From time to time, the selling stockholders may engage in short sales, short sales against the box, puts and calls and other hedging transactions in our securities, and may sell and deliver their shares of our common stock in connection with such transactions or in settlement of securities loans. These transactions may be entered into with broker-dealers or other financial institutions. In addition, from time to time a selling stockholder may pledge our shares pursuant to the margin provisions of our customer agreements with our broker-dealer. Upon delivery of such shares or a default by a selling stockholder, the broker-dealer or financial institution may offer and sell such pledged shares from time to time.
 
The selling stockholders also may resell all or a portion of the shares in open market transactions in reliance upon Rule 144 under the Securities Act of 1933, provided that they meet the criteria and conform to the requirements of that rule.
 
We are required to pay all fees and expenses incident to the registration of the common stock.

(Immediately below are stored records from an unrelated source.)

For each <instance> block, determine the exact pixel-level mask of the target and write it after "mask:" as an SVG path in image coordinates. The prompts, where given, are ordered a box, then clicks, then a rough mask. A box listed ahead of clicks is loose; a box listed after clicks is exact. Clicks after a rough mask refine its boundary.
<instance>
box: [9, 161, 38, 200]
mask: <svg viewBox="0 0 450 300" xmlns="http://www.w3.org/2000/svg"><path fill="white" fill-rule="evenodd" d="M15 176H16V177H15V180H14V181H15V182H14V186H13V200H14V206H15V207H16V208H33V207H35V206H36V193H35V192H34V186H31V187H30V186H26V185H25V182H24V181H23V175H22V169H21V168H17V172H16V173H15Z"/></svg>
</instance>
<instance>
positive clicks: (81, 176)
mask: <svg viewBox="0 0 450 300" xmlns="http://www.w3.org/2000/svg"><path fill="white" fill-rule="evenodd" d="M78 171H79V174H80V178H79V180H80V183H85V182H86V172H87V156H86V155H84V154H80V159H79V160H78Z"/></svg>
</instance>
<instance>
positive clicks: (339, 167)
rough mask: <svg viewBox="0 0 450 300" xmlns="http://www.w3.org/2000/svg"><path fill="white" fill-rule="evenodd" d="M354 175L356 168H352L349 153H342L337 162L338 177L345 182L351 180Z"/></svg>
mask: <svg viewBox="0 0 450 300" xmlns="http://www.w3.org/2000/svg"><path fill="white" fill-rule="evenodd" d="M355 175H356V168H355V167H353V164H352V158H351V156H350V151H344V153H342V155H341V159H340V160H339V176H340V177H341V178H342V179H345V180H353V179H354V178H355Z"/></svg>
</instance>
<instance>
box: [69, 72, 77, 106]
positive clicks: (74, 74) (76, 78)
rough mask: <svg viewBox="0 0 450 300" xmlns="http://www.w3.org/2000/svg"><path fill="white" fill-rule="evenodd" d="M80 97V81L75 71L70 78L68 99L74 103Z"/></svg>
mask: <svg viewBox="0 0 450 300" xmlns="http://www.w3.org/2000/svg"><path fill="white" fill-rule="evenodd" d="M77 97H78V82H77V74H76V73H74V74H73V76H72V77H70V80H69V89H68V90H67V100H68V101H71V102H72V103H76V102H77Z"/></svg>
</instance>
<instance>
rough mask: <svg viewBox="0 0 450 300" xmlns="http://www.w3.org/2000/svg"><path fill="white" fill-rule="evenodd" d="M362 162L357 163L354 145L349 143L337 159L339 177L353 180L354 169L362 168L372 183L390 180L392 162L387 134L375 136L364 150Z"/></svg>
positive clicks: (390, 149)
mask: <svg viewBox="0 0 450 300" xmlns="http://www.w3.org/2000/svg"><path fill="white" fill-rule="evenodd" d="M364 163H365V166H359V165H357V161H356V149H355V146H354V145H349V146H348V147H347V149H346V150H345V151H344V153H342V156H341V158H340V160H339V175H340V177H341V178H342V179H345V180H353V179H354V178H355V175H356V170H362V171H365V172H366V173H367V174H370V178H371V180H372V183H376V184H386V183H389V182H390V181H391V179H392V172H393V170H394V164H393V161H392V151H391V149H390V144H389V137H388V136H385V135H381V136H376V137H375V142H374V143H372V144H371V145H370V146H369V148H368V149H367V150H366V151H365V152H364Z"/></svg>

We have agreed to indemnify the selling stockholders against certain losses, claims, damages and liabilities.
 
The selling stockholders are subject to applicable provisions of the Securities Exchange Act of 1934 and the SEC’s rules and regulations, including Regulation M, which provisions may limit the timing of purchases and sales of the shares by the selling stockholders.
 
In order to comply with certain states’ securities laws, if applicable, the shares may be sold in those jurisdictions only through registered or licensed brokers or dealers.  In certain states the shares may not be sold unless the shares have been registered or qualified for sale in such state, or unless an exemption from registration or qualification is available and is obtained.